Problems arise when there is joint action by a number of people to take a decision against someone. The allegations are second-hand, may not necessarily be backed up by facts, and the group usually only hears one side of the story. It is, in some lights, a kind of "kangaroo court" where the normal principles of English law do not come into play.
But then again, why should they? Nobody is suggesting that Pubwatch schemes have to be run like magistrates' courts or tribunals. Their principal objective, it seems to me, is to try and cut down on violence, disorder and criminal behaviour in their pubs. This is an outcome that surely even the police and the local community would welcome. If they take steps to ban troublemakers, then they are doing a public service to their thousands of customers who want to enjoy their pint in peace and quiet.

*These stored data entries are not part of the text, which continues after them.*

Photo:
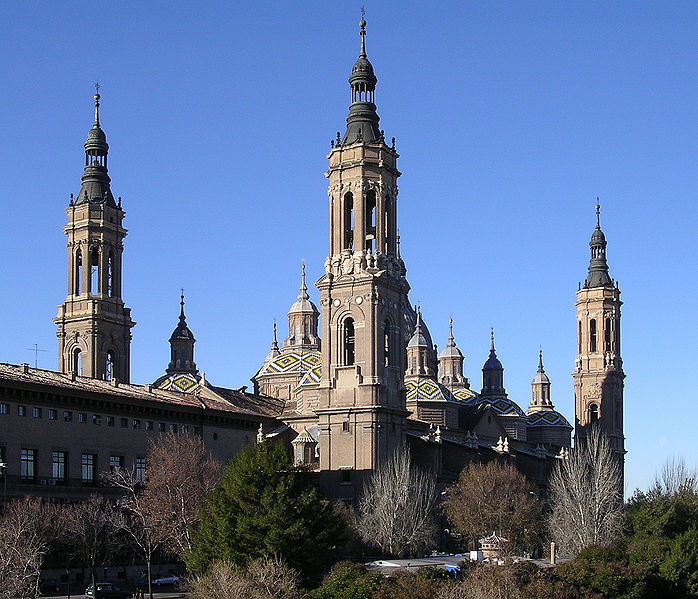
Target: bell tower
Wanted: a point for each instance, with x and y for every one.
(366, 317)
(598, 375)
(94, 326)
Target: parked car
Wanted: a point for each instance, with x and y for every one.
(167, 579)
(48, 586)
(106, 590)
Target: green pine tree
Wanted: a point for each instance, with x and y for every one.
(265, 506)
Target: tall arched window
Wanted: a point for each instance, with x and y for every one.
(592, 335)
(78, 270)
(94, 271)
(607, 335)
(370, 216)
(349, 342)
(348, 221)
(110, 367)
(387, 223)
(593, 413)
(110, 275)
(77, 361)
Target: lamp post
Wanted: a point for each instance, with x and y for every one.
(3, 466)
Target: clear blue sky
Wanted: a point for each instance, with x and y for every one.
(510, 118)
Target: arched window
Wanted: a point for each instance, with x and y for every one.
(110, 275)
(592, 335)
(109, 371)
(349, 342)
(593, 413)
(370, 216)
(77, 361)
(78, 270)
(348, 221)
(607, 335)
(94, 271)
(387, 223)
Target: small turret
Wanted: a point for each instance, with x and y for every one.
(182, 346)
(598, 267)
(302, 321)
(540, 389)
(493, 374)
(451, 363)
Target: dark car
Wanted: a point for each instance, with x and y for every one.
(48, 586)
(106, 590)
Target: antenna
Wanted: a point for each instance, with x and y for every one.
(36, 351)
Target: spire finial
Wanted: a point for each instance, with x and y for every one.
(97, 96)
(304, 289)
(362, 24)
(598, 211)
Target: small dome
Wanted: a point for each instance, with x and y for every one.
(597, 237)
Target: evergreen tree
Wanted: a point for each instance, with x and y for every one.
(265, 506)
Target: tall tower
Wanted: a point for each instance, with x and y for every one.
(366, 317)
(94, 326)
(598, 375)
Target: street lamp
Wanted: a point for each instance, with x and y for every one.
(3, 466)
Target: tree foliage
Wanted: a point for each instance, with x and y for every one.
(180, 474)
(27, 528)
(396, 509)
(265, 506)
(263, 578)
(494, 497)
(585, 497)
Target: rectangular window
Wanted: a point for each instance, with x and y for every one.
(140, 469)
(58, 461)
(89, 461)
(27, 463)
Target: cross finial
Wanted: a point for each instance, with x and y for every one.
(598, 211)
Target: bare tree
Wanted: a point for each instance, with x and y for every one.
(585, 496)
(494, 497)
(264, 578)
(180, 474)
(396, 509)
(142, 524)
(26, 530)
(90, 528)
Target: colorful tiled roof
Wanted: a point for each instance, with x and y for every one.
(291, 362)
(502, 405)
(548, 418)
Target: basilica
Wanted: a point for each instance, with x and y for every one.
(353, 381)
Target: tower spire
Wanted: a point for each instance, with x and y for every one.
(362, 122)
(598, 267)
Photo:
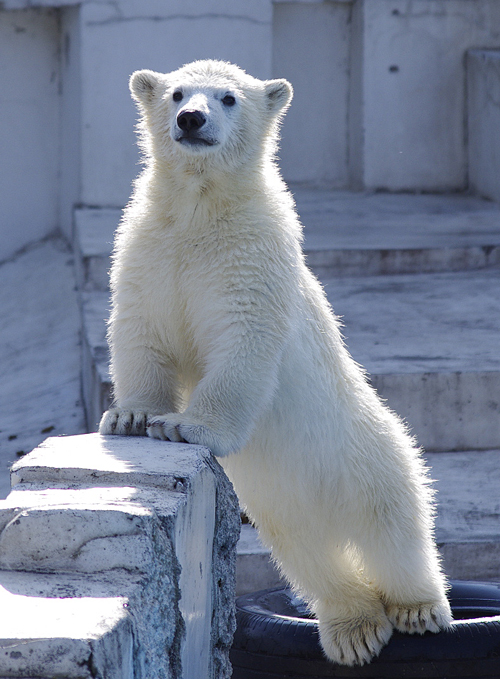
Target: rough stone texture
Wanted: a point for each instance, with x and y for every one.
(483, 82)
(141, 535)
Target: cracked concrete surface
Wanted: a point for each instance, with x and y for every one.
(40, 352)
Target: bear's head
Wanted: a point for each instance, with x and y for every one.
(210, 114)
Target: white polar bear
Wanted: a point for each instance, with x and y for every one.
(221, 336)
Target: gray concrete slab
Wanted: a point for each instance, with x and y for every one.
(446, 322)
(345, 220)
(356, 234)
(40, 352)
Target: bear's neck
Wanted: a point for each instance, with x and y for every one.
(198, 184)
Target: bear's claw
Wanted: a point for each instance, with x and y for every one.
(123, 422)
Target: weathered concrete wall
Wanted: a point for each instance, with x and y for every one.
(408, 100)
(117, 560)
(29, 127)
(483, 80)
(311, 49)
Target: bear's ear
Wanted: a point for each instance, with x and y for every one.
(143, 84)
(279, 94)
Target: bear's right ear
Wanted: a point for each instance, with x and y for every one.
(143, 85)
(279, 94)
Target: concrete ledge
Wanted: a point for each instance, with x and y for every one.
(119, 554)
(483, 97)
(467, 523)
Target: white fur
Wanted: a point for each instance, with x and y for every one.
(221, 336)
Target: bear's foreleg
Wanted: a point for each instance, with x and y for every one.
(401, 560)
(144, 382)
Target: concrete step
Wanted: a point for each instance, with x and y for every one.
(467, 523)
(65, 625)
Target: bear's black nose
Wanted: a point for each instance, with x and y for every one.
(190, 120)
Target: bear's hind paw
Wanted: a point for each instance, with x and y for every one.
(420, 618)
(123, 422)
(354, 641)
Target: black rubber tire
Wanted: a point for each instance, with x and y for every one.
(277, 639)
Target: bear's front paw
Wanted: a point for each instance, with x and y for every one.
(356, 640)
(420, 618)
(179, 428)
(123, 422)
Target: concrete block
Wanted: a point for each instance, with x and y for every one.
(29, 127)
(311, 49)
(94, 231)
(483, 99)
(156, 523)
(467, 522)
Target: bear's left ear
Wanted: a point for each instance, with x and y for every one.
(143, 85)
(279, 94)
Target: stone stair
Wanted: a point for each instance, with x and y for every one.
(415, 279)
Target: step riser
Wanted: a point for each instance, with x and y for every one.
(446, 411)
(329, 263)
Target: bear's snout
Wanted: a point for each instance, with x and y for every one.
(190, 121)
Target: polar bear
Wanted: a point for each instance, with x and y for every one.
(221, 336)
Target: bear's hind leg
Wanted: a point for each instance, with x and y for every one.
(353, 624)
(406, 571)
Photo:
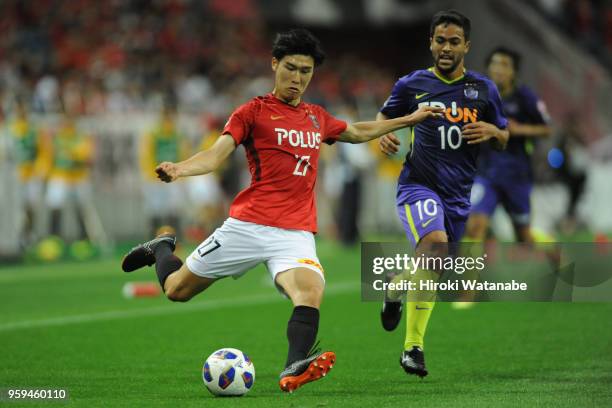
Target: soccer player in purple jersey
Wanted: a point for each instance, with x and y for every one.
(433, 192)
(506, 177)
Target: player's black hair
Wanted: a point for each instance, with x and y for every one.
(451, 17)
(298, 41)
(514, 56)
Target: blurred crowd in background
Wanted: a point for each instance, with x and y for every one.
(95, 93)
(588, 21)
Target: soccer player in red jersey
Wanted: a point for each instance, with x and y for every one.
(273, 221)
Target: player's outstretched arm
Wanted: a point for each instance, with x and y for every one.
(361, 132)
(389, 143)
(202, 162)
(479, 132)
(528, 130)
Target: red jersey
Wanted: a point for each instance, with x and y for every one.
(282, 144)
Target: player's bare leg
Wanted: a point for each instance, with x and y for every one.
(304, 362)
(182, 285)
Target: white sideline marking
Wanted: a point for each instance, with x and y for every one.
(337, 288)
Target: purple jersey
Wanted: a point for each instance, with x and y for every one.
(514, 163)
(440, 159)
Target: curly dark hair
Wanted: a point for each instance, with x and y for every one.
(451, 17)
(298, 41)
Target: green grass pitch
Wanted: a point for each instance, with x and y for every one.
(67, 326)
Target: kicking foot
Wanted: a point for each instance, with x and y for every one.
(413, 362)
(144, 254)
(312, 368)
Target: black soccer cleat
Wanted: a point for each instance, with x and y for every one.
(144, 254)
(413, 362)
(314, 367)
(391, 314)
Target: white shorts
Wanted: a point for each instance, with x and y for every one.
(237, 246)
(59, 191)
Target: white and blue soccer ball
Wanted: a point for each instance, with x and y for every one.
(228, 371)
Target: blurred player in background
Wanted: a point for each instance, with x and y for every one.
(505, 177)
(273, 221)
(28, 142)
(434, 186)
(69, 158)
(162, 143)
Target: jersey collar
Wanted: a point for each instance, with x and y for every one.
(446, 81)
(277, 100)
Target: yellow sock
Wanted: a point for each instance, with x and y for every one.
(418, 310)
(417, 317)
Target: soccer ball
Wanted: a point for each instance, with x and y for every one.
(228, 371)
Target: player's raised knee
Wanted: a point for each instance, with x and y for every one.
(310, 296)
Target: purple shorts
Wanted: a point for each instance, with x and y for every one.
(422, 211)
(514, 196)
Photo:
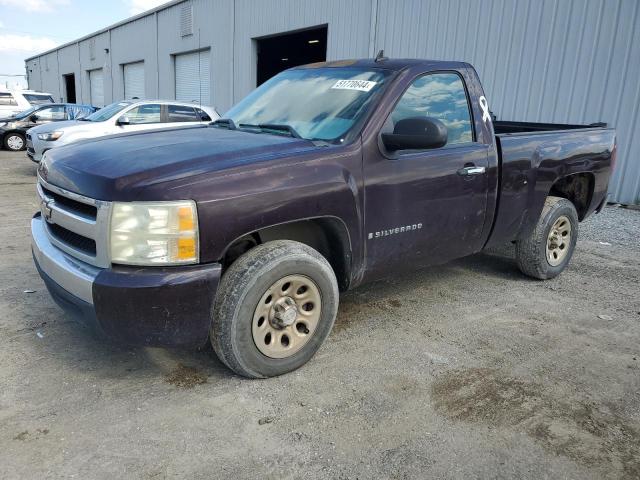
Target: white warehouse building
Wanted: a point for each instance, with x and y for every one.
(557, 61)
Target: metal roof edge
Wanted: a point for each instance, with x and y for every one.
(146, 13)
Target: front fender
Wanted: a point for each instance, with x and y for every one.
(313, 186)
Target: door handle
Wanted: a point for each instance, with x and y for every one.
(472, 170)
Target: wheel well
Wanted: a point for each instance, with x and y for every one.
(578, 189)
(328, 236)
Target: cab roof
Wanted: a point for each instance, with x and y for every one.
(394, 64)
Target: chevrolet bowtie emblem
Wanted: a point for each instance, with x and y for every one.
(46, 209)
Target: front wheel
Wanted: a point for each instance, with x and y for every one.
(14, 142)
(274, 308)
(546, 251)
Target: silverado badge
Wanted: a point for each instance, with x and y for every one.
(46, 209)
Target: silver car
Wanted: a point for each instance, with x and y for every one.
(126, 116)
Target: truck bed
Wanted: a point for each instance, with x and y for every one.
(506, 127)
(532, 156)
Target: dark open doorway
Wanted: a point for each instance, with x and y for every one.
(279, 52)
(70, 87)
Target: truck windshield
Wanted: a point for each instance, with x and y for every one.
(26, 113)
(106, 113)
(313, 103)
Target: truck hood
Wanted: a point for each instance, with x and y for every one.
(144, 166)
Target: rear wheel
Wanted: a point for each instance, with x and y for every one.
(547, 250)
(14, 142)
(274, 308)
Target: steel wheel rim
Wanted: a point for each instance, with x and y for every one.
(286, 316)
(14, 142)
(558, 241)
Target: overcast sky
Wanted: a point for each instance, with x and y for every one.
(28, 27)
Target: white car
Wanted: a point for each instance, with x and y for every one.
(126, 116)
(16, 101)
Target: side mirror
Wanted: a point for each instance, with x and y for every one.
(416, 133)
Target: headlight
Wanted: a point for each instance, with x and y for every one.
(154, 233)
(48, 137)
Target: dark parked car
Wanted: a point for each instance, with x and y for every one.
(325, 177)
(13, 129)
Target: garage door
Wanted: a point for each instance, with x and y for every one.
(96, 84)
(192, 78)
(134, 80)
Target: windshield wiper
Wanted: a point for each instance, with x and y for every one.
(279, 127)
(225, 122)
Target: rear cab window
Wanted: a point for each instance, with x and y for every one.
(54, 113)
(181, 113)
(149, 113)
(440, 95)
(36, 98)
(204, 116)
(6, 98)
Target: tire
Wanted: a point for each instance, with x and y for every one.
(250, 286)
(541, 254)
(14, 141)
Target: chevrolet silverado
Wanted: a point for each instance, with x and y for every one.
(243, 232)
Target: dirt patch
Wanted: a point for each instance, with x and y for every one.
(22, 436)
(185, 377)
(587, 433)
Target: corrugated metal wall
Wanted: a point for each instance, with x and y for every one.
(565, 61)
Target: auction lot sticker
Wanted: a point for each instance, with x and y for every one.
(361, 85)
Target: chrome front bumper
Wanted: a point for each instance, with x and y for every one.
(69, 273)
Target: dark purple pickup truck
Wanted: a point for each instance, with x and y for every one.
(327, 176)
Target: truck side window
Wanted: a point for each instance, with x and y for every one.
(51, 113)
(181, 113)
(144, 114)
(441, 96)
(7, 99)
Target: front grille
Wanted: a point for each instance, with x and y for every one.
(83, 244)
(76, 224)
(73, 206)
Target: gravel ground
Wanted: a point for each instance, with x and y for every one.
(468, 370)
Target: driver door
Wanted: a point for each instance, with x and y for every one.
(421, 206)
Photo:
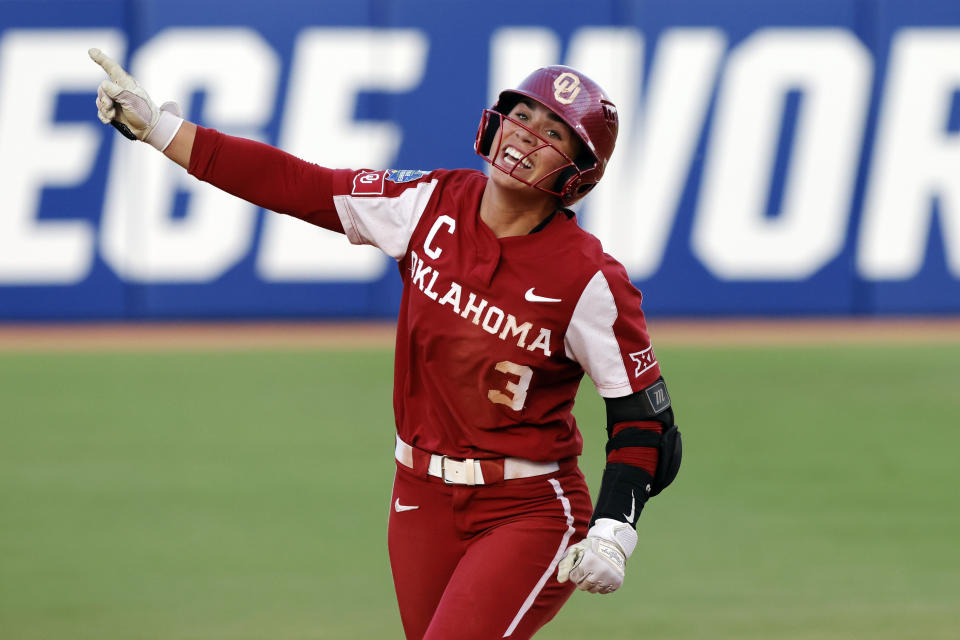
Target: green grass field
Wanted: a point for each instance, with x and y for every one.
(245, 495)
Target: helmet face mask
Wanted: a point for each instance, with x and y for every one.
(552, 182)
(577, 101)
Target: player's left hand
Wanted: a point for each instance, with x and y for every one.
(122, 102)
(596, 563)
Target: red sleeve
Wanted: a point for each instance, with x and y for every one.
(268, 177)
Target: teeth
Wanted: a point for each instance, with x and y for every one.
(516, 156)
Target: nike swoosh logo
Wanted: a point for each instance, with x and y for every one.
(403, 507)
(530, 296)
(633, 508)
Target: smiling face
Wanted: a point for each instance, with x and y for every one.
(535, 145)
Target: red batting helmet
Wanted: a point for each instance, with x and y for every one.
(582, 105)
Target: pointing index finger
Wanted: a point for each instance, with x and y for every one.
(114, 70)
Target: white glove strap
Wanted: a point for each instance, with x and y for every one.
(616, 531)
(166, 128)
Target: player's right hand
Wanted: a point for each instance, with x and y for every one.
(597, 563)
(122, 100)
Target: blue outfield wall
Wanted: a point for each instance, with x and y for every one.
(776, 158)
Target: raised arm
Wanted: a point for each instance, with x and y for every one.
(258, 173)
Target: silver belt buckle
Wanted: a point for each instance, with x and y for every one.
(443, 470)
(468, 471)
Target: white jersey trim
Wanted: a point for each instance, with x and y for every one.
(590, 339)
(384, 222)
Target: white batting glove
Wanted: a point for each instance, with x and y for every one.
(121, 100)
(597, 562)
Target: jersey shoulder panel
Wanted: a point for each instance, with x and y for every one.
(382, 208)
(607, 333)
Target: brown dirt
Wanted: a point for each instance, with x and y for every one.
(325, 335)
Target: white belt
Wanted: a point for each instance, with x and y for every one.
(470, 471)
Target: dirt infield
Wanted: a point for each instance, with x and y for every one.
(325, 335)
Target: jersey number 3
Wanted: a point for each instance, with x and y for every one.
(516, 391)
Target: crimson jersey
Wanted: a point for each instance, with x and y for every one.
(494, 335)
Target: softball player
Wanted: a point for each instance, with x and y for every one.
(507, 302)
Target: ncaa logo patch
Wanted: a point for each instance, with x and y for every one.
(404, 175)
(368, 183)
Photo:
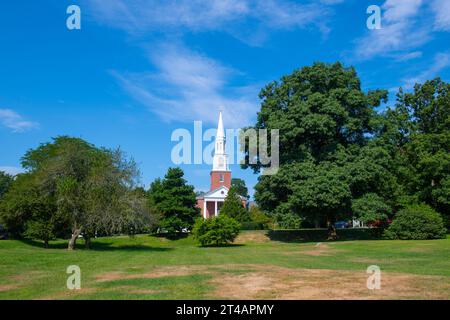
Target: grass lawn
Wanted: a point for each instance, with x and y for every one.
(146, 267)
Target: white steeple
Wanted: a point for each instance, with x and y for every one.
(220, 162)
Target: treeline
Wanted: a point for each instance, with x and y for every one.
(72, 188)
(343, 157)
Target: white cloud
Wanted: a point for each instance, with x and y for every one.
(400, 31)
(12, 170)
(441, 9)
(188, 86)
(140, 16)
(408, 56)
(441, 62)
(12, 120)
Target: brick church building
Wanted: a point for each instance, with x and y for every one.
(210, 202)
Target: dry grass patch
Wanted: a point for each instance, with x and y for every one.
(319, 249)
(8, 287)
(259, 237)
(159, 272)
(272, 282)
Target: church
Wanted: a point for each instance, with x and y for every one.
(210, 202)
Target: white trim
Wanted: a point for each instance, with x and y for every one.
(204, 209)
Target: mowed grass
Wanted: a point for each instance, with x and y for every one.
(146, 267)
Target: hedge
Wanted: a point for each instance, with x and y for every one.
(306, 235)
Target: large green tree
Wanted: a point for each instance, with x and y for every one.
(73, 184)
(5, 182)
(233, 208)
(240, 187)
(422, 121)
(174, 200)
(325, 122)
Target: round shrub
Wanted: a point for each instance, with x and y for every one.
(417, 222)
(216, 231)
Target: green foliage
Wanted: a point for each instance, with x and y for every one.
(285, 218)
(41, 229)
(71, 184)
(240, 187)
(416, 222)
(233, 208)
(370, 208)
(417, 132)
(216, 231)
(258, 217)
(324, 120)
(337, 152)
(174, 200)
(5, 182)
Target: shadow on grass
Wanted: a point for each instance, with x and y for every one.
(321, 235)
(95, 246)
(171, 236)
(228, 245)
(106, 246)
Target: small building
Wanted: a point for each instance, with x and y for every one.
(211, 202)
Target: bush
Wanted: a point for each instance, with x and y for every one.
(321, 235)
(216, 231)
(252, 225)
(233, 208)
(370, 208)
(259, 220)
(417, 222)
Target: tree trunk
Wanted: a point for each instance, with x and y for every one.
(87, 241)
(332, 235)
(316, 223)
(73, 240)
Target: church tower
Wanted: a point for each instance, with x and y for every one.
(220, 174)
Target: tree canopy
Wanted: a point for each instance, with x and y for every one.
(174, 200)
(71, 184)
(337, 151)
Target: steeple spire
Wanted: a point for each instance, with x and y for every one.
(220, 161)
(220, 131)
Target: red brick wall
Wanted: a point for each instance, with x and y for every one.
(215, 179)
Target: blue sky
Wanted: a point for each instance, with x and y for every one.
(137, 70)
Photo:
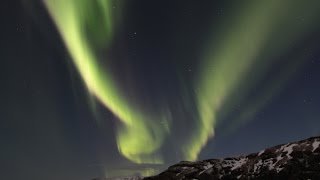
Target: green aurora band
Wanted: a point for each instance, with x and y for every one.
(226, 67)
(227, 62)
(75, 19)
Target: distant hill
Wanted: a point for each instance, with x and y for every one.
(297, 160)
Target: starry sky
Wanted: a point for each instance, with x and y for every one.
(113, 87)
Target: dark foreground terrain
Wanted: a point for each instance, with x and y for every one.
(297, 160)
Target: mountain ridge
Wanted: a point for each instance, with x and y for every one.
(295, 160)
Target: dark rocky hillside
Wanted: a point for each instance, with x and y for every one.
(297, 160)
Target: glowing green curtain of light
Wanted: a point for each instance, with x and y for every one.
(84, 25)
(226, 64)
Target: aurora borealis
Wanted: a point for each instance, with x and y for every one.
(113, 87)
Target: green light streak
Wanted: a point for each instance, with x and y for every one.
(228, 62)
(84, 25)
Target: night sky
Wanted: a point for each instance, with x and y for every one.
(93, 88)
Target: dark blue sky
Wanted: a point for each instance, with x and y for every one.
(49, 129)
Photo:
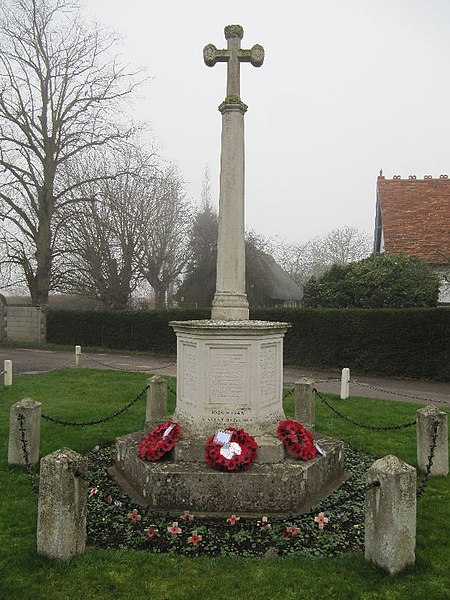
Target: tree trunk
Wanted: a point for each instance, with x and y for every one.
(160, 296)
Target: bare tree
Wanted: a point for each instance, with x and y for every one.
(104, 238)
(165, 243)
(59, 88)
(307, 259)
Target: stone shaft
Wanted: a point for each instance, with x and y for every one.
(230, 300)
(426, 418)
(305, 408)
(24, 443)
(390, 514)
(61, 526)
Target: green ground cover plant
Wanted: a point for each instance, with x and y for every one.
(84, 395)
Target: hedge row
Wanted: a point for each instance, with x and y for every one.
(396, 342)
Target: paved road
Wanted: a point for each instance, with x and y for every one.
(27, 360)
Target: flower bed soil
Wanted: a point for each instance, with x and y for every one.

From this you will gather that I do not have too much time for the "infringement of human rights" argument in this context. I accept entirely that the Human Rights Act has an important part to play in ensuring that people are treated fairly. But it also plays in some instances too much of a part as a back-stop for lawyers who cannot think of anything else to argue.
To suggest that this particular Pubwatch acted "illegally and irrationally", as the lawyers are apparently claiming,
and that there were "procedural irregularities" all smacks of the arguments used against judicial or quasi-judicial bodies, whose actions are liable to scrutiny by the higher courts. But this is a volunteer group of pub licensees each of whom could ban at will anyone they wanted to, quite legally. They do not, it seems to me, have to act like a court themselves - quite the opposite. An informal ban would probably be a lot better than a formal one, which risks this kind of action.
What I hope happens is not just that this case is thrown out, but that the judges give a clear indication of the manner in which such bans may continue to be imposed without an ongoing fear of legal action. The main objective, which clearly the current Government shares, is that pubs should not be seen as a breeding ground for crime, disorder and drunkenness. It seems something of a paradox that an initiative from the trade seeking to support and implement that policy should be attacked by the legal profession.
This is why I still urge the Home Office to retain the "Ban the Thugs Act" provisions, which they seem hell-bent on removing from the statute book. It gives those many decent licensees a legal weapon to use against violent and unruly individuals who jeopardise their livelihood.